Concussion And Traumatic Brain Injuries
Concussion is a way of referring to mild traumatic brain injury, rating 13-15 on the Glasgow Coma Scale. A mild traumatic brain injury will result in confusion and may result in a loss of consciousness. A loss of consciousness at the scene of the accident may reduce the chances of post-traumatic stress disorder, but the long-term effects of even mild traumatic brain injuries are difficult to predict.
Whiplash complicates concussion and vice-versa because it may delay or obstruct a correct diagnosis. A 1998 study of 36 patients concluded that the immediate symptoms of an accident were much the same between those who had suffered head injuries and those who had suffered whiplash, summarising as follows; “the inference is that these two groups of patients have suffered damage at different sites along the balance system pathways, but both of these lesions can lead to similar symptoms”.

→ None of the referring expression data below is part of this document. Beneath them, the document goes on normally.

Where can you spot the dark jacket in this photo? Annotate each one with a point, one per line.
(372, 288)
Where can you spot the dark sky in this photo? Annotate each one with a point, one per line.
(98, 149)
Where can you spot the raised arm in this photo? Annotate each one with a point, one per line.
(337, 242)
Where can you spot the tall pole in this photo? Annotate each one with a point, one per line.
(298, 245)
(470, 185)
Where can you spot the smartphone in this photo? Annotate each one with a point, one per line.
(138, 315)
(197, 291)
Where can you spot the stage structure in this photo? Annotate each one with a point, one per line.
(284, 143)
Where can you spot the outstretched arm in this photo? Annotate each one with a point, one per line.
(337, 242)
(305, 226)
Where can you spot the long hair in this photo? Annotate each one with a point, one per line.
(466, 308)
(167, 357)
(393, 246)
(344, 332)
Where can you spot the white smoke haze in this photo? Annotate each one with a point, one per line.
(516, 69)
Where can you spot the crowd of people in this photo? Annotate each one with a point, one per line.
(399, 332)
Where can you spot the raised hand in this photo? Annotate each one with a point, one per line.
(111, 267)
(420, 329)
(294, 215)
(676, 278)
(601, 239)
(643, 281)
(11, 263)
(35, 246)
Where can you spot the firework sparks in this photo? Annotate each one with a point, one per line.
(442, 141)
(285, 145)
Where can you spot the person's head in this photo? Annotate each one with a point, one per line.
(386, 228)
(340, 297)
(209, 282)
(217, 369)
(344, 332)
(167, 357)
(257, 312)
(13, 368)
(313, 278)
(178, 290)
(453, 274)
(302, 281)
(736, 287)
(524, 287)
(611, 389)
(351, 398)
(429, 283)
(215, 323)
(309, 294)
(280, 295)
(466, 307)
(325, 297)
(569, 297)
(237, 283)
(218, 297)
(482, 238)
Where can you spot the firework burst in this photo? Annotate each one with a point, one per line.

The symptoms can be similar insofar-as both concussion and whiplash may well result in dizziness, vertigo, anxiety, insomnia, blurring of vision, headache, dysphagia and numbness or paraesthesia in the arms and legs.
More traumatic brain injuries, involving the loss of consciousness for minutes to hours and confusion for weeks afterwards, but should be easily distinguishable from whiplash.
Living With Whiplash
The chronic effects of whiplash can be extremely difficult to live with, as physical and mental consequences of the road traffic accident start to compound each other. It is important to seek compensation once the full extent of the effects of the whiplash has become clear, and should be worthwhile to seek legal advice as soon as possible after the accident.
Establishing whether you received a concussion or a whiplash injury is also important, and may affect your case.